New Final Medicare Marketing Rules Curb Event-Based Marketing
What You Need to Know
The new final rules would have a direct effect on marketers of Medicare Advantage and Medicare Part D drug plans.
The rules require 12 hours of separation between Medicare plan education and marketing events at the same location.
When consumers arrange to meet an agent, there must be a 48-hour period between the scope-of-appointment creation and the first agent-consumer meeting.
Medicare managers will waive the 48-hour agent-consumer meeting delay if a consumer walks in to see an agent in person.
New Medicare plan marketing rules could lead to big changes for Medicare plan marketers that have used educational events to generate leads.
The rules could also impose new advertising and disclosure requirements on Medicare plan marketers — and give agents who serve clients who walk in off the street a new edge over agents who set appoints with prospects in advance.
The Centers for Medicare and Medicaid Services, the agency that oversees Medicare, include the regulations in a new final rule for Medicare program operations for the 2024 coverage year released Wednesday.
The regulations will apply only to marketers of Medicare Advantage plans and Medicare Part D prescription plans, and not to sellers of Medicare supplement insurance policies. The annual enrollment period for 2024 Medicare plan coverage is set to run from Oct. 15 through Dec. 7.
What It Means
Given the enormous size of the Medicare Advantage program, and the focus of Medicare program managers on the needs of people ages 65 and older, the new marketing rules could eventually influence any federal or state marketing rules aimed at sellers of any kind of retirement-related products — including long-term care insurance policies, final needs insurance arrangements and annuities.

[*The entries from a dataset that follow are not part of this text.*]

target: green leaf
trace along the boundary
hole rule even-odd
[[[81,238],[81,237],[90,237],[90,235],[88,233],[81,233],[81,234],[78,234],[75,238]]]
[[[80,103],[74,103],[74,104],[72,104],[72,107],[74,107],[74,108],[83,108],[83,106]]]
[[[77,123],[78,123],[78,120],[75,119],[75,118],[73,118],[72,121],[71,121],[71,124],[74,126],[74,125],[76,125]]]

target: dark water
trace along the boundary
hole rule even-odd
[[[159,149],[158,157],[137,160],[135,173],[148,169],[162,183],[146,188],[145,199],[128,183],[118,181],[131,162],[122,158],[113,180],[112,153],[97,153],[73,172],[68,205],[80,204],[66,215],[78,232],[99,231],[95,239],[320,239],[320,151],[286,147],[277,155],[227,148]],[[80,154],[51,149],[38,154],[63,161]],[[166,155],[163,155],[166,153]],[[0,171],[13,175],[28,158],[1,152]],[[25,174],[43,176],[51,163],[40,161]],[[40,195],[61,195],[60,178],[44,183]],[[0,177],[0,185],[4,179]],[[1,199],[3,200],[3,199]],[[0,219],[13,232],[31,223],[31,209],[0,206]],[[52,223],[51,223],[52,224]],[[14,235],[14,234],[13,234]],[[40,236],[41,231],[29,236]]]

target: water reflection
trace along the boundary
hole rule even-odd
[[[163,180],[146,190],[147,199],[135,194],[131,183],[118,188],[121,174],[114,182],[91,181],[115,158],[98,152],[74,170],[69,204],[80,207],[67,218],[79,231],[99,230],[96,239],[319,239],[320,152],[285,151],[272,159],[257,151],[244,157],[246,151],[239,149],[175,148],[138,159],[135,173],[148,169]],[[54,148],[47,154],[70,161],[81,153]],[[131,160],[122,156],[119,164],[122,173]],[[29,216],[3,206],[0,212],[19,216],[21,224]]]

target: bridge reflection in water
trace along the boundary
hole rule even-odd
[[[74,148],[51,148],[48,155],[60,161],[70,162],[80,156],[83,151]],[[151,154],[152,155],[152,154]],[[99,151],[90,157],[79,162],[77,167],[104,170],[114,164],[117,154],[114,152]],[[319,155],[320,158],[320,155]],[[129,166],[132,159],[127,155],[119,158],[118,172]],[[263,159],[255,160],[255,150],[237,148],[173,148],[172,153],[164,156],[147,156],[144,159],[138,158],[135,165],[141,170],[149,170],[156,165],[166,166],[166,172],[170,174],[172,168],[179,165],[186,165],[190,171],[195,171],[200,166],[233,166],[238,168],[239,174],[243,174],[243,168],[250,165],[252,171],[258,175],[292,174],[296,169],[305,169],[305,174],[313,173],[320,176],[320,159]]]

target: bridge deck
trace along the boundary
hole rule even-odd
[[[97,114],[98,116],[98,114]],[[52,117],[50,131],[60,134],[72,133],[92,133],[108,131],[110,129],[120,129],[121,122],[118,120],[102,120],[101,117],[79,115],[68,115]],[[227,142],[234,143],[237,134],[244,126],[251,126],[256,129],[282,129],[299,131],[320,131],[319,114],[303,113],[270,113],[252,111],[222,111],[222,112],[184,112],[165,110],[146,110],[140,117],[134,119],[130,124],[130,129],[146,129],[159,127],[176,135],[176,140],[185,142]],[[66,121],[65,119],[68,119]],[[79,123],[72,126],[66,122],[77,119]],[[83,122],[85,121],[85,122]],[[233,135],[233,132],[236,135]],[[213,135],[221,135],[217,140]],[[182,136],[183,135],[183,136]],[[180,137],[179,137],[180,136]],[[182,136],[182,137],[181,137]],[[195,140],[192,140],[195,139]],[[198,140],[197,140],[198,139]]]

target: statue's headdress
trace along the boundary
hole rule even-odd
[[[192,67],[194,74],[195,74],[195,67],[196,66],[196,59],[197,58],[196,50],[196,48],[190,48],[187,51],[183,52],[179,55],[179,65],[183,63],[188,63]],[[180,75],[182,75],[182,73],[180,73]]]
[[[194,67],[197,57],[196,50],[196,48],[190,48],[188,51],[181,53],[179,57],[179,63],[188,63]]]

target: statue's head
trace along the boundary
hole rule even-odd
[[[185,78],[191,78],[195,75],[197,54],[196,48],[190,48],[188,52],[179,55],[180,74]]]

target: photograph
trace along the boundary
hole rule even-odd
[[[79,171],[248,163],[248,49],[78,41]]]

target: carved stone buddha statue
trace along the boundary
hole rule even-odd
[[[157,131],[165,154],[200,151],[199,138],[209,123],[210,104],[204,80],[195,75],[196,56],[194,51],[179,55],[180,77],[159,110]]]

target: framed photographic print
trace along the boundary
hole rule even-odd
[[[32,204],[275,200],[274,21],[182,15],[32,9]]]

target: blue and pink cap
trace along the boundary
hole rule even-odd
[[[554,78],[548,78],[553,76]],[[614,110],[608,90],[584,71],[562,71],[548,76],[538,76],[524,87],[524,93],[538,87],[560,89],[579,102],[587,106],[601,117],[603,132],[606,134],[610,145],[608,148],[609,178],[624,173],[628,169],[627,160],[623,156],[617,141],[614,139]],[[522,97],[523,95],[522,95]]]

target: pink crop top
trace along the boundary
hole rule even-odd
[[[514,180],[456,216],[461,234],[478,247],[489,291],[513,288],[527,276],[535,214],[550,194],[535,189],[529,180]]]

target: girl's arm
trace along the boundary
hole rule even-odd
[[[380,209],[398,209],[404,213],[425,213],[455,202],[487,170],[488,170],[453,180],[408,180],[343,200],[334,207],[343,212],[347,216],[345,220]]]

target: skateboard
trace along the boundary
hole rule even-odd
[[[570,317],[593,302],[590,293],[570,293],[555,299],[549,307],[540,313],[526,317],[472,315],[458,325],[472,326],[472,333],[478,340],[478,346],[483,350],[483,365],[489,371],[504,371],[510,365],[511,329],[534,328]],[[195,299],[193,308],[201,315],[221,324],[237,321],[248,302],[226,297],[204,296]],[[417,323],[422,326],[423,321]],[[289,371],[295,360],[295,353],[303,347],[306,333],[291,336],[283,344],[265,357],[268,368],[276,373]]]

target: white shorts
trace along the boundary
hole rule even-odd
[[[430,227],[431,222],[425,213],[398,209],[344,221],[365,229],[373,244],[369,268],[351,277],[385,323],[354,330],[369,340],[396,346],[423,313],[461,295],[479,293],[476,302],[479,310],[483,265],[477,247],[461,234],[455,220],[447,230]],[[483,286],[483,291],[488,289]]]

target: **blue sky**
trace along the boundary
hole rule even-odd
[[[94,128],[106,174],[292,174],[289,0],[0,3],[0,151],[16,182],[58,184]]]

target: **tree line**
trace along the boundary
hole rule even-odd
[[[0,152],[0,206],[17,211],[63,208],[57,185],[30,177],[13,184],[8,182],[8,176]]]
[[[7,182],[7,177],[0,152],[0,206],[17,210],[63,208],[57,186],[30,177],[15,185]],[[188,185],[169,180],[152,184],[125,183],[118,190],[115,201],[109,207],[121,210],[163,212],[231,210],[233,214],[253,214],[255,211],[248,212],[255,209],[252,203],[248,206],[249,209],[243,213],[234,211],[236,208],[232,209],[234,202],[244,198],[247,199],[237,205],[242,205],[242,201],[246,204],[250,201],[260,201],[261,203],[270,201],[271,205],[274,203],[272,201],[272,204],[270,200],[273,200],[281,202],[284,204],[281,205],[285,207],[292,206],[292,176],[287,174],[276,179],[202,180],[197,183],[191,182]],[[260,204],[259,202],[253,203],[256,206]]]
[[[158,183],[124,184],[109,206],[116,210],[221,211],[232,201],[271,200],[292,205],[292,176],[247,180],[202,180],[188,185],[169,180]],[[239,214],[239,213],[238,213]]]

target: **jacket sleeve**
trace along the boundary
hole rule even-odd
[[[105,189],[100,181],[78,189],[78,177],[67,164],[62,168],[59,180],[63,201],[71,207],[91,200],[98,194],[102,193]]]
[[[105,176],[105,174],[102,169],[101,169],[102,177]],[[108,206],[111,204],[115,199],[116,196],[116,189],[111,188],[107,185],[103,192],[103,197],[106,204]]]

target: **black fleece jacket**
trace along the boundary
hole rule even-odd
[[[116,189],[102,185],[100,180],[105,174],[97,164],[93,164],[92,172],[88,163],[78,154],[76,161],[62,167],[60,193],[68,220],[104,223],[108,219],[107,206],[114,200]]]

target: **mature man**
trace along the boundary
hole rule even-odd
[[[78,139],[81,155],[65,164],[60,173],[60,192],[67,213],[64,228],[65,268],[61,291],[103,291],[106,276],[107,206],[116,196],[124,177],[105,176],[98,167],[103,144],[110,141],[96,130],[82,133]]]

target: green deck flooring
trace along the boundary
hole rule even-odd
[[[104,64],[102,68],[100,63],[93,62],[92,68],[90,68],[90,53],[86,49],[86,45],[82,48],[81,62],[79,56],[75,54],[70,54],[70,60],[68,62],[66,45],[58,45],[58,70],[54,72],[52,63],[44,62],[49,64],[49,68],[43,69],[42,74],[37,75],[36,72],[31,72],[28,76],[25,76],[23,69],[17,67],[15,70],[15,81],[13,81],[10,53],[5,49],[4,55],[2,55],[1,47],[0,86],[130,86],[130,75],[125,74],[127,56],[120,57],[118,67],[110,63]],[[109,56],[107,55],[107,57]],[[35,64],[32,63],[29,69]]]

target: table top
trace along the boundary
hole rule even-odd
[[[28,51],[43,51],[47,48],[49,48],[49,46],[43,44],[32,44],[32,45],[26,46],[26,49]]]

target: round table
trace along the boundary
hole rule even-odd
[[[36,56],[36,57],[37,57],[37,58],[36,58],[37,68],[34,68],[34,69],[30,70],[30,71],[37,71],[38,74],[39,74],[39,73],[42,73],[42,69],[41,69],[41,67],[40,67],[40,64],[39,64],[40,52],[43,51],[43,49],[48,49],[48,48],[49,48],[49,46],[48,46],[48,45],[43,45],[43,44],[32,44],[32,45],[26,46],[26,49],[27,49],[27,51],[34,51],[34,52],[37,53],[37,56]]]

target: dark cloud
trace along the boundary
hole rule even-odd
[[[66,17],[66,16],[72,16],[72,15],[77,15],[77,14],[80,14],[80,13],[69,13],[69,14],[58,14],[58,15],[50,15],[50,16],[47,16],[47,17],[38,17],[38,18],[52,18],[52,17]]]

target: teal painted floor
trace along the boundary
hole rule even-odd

If regulators of other types of products follow Medicare managers’ lead, agents and advisors may face more obstacles than ever to marketing through educational seminars and other outreach events.
Medicare Advantage and Medicare Part D
Medicare is a federal program that uses a combination of enrollees’ payroll tax contributions, premium payments and federal money to provide health coverage for people ages 65 and older, some people with disabilities, and people with kidney disease so severe that they require kidney dialysis or kidney transplants.
Health insurers that sell Medicare supplement insurance policies sell state-regulated coverage built on a regulatory framework developed by Congress in 1990.
Those policies, which serve about 14 million people, simply fill in the many gaps in the “Original Medicare” coverage for Part A hospitalization and Part B physician and outpatient hospital services bills.
The new regulations do not apply to Medicare supplement insurance policies.
The programs that are affected by the new regulations — the Medicare Advantage program and the Medicare Part D prescription drug program — also give private health insurers ways to serve Medicare enrollees.
Enrolees look to Medicare Advantage plans for comprehensive alternatives to Original Medicare, and these plans cover about 30 million of the 65 million Medicare enrollees.
Medicare Part D plans cover prescription drug benefits. About 24 million people have stand-alone Medicare drug coverage.
In recent years, Medicare program managers have developed new marketing rules for independent Medicare plan market organizations, which are now classified as “third-party marketing organizations,” or TPMOs, to regulations that help identify Medicare plan prospects but are not Medicare plan issuers, agents or brokers.
Regulation Mechanics
The new final rule is based on draft regulations released in December 2022 and is set to appear in the Federal Register, an official government regulatory publication, April 12.
The marketing provisions are set to take effect Sept. 30.
The final regulations cover many different aspects of Medicare Advantage and Medicare drug plan, including plan quality rating updates; a new requirement for plans to tell enrollees when their providers have left a plan provider network; and new restrictions on when health insurers can use preauthorization review programs to manage use of care.
CMS received what they are classifying as about 1,000 separate comments on the regulations.
In the final rule packet, CMS lists Carly Medosch as a contact for Medicare Advantage program issues; Catherine Gardiner and Sonia Eaddy as contacts for Medicare drug program issues; Kristy Nishimoto as a contact for beneficiary enrollment issues; and Hunter Coohill as a contact for enforcement issues.